Salt Damage on your landscape

Photo by: https://www.flickr.com/photos/stellastella/

Here in Edmonton, we’re never really sure when the winter will truly come to an end—but we know what it’ll leave behind. Salt damage is a perennial problem in our region. Thanks to the months of icy weather, compacted snow, and slippery roads we endure every winter, our city relies on salt-based de-icing products to keep everything running smoothly. As it turns out, all that salt is just as harmful to our landscapes as excessive table salt is to our blood pressure!

What is Salt Damage?

When you take a bite of a too-salty dish, chances are the first thing you reach for is a glass of water. Salt, or sodium chloride, is a desiccant—that means it tends to dry stuff out. On our roads, this is good news; the sodium dissolves the ice to bond with the water. However, in our landscapes, this drying effect can have disastrous consequences.

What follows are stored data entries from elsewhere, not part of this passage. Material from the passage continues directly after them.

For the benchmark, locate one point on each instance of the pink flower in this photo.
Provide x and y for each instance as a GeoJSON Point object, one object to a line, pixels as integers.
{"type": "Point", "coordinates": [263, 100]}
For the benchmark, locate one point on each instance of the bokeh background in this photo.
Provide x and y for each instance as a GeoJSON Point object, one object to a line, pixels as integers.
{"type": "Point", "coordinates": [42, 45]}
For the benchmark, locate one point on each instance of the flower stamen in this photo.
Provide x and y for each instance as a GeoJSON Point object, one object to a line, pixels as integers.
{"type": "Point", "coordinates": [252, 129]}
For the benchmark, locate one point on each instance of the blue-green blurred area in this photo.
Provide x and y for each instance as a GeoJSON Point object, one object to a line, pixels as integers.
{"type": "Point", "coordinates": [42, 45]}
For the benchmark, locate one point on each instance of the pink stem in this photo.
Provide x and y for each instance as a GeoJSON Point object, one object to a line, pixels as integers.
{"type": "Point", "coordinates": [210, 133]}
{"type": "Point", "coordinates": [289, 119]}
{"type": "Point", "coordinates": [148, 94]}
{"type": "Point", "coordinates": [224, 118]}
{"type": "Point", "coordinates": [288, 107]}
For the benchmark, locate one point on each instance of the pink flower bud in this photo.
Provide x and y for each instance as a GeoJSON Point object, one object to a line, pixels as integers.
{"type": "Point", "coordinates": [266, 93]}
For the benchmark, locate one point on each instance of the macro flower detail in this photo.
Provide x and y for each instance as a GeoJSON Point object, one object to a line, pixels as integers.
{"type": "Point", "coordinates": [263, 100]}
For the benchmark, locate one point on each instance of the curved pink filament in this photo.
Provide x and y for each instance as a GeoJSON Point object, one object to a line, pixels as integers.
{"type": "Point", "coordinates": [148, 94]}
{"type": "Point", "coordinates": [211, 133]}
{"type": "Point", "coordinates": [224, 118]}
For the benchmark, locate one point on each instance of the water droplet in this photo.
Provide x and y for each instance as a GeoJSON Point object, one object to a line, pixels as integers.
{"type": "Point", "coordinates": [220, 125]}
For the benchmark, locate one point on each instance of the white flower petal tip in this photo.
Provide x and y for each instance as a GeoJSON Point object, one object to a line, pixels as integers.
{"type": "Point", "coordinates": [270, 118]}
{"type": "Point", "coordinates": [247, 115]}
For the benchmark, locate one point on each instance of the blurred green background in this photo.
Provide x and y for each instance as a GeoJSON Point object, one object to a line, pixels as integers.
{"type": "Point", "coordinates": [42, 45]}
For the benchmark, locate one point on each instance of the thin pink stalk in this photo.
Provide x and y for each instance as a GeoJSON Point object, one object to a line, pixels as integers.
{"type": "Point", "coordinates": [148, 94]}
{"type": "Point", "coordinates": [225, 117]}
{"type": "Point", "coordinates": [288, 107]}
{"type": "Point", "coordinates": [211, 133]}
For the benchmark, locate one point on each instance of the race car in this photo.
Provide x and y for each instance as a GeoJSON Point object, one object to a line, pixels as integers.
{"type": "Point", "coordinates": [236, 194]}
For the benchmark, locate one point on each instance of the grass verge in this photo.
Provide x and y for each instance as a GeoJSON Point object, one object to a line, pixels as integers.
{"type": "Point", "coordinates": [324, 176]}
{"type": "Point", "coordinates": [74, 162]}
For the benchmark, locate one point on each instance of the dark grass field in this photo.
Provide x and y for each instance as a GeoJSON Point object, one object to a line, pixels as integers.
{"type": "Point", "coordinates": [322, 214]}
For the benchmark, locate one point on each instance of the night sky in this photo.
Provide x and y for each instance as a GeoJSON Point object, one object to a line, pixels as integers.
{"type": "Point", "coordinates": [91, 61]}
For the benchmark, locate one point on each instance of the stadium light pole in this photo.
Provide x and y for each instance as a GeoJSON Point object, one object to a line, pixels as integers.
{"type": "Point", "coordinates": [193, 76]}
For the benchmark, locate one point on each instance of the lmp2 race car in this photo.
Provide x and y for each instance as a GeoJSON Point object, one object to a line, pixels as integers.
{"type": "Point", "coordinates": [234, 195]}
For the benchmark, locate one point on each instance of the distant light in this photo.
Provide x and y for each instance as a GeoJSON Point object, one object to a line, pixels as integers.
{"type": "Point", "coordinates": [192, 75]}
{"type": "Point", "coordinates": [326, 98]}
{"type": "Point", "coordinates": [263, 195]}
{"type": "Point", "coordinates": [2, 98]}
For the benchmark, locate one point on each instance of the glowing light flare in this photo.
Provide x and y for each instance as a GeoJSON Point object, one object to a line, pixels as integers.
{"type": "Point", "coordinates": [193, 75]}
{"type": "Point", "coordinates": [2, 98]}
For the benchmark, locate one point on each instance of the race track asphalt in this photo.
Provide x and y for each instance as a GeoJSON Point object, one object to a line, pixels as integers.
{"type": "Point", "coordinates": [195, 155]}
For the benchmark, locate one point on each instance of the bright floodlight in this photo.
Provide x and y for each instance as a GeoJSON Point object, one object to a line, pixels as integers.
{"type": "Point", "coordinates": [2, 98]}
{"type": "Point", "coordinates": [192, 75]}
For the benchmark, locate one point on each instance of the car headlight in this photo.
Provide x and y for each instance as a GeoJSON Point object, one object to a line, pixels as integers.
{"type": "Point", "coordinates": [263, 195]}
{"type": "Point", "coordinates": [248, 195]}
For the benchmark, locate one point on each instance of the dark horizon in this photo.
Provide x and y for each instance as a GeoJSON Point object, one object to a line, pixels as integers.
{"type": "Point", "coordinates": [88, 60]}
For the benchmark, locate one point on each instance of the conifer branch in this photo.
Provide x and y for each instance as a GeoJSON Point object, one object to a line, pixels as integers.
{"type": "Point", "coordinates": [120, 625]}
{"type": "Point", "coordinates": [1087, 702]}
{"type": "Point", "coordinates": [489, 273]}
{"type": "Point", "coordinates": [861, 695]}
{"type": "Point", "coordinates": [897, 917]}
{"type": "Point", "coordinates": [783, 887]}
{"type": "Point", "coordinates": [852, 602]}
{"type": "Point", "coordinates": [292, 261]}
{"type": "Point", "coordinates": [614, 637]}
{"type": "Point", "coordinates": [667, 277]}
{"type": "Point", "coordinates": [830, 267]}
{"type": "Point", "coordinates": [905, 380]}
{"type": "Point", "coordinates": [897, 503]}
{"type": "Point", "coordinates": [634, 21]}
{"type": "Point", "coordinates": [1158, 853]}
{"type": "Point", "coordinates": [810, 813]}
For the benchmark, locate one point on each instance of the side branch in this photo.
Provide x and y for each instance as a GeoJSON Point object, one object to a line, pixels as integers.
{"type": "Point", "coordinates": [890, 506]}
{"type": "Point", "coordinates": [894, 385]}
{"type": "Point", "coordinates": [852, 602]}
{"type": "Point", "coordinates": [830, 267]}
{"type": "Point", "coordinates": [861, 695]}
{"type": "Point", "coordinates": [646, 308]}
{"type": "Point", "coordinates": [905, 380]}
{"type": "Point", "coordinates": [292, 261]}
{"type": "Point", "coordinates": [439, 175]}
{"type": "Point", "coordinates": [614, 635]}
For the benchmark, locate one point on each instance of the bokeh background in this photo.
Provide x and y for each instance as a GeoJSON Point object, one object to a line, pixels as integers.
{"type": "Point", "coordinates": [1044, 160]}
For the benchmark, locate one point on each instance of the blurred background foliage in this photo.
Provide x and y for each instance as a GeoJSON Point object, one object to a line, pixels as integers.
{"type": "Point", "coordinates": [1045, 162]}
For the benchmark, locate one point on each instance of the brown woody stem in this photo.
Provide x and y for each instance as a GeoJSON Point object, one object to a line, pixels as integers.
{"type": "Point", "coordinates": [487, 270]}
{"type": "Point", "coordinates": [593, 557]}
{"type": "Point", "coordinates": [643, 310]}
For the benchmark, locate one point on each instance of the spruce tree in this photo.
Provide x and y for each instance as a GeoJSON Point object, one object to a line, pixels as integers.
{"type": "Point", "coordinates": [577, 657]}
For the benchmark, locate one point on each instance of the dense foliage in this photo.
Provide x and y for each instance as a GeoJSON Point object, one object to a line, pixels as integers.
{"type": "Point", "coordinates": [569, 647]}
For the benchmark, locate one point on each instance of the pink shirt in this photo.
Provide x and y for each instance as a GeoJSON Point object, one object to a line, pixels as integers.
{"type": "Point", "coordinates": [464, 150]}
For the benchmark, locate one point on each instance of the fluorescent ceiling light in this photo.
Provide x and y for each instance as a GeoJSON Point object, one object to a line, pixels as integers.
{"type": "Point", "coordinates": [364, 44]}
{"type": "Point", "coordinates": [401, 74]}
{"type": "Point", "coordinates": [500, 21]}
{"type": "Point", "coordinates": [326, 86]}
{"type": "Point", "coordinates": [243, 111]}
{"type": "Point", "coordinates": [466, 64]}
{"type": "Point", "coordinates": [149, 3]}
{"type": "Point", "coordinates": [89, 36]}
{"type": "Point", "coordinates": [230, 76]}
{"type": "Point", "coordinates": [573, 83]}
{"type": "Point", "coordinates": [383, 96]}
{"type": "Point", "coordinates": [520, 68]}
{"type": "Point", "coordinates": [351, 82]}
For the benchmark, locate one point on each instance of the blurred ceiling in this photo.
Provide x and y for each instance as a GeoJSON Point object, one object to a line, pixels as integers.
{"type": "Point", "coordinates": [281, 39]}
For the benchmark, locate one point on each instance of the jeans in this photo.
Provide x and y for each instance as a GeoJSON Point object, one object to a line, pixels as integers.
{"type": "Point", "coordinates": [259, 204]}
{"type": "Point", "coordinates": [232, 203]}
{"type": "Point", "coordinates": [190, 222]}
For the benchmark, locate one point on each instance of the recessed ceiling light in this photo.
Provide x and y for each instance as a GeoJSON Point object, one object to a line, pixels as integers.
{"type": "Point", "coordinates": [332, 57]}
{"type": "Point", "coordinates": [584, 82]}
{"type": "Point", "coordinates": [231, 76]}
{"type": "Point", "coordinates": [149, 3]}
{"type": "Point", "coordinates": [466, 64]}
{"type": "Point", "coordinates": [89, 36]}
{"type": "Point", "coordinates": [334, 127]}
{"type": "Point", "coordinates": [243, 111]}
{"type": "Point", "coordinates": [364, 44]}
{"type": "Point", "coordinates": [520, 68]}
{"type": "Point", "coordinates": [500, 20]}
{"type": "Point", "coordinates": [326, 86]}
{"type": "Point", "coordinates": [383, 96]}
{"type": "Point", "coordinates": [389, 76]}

As cars drive through the salty Edmonton streets, they pick up traces of salt in their treads and spread more salt throughout the residential streets. Over time, this becomes a fine salt spray that enters the air and settles all over your landscape. If you use a salt-based de-icer to clear your driveway, walkways, or front steps, even more sodium enters your yard. As snow melts and re-freezes, the salty runoff spreads to your lawn, garden, and any other element of your landscape in its way. Over time, this leaves behind many a salt-damaged Edmonton landscape.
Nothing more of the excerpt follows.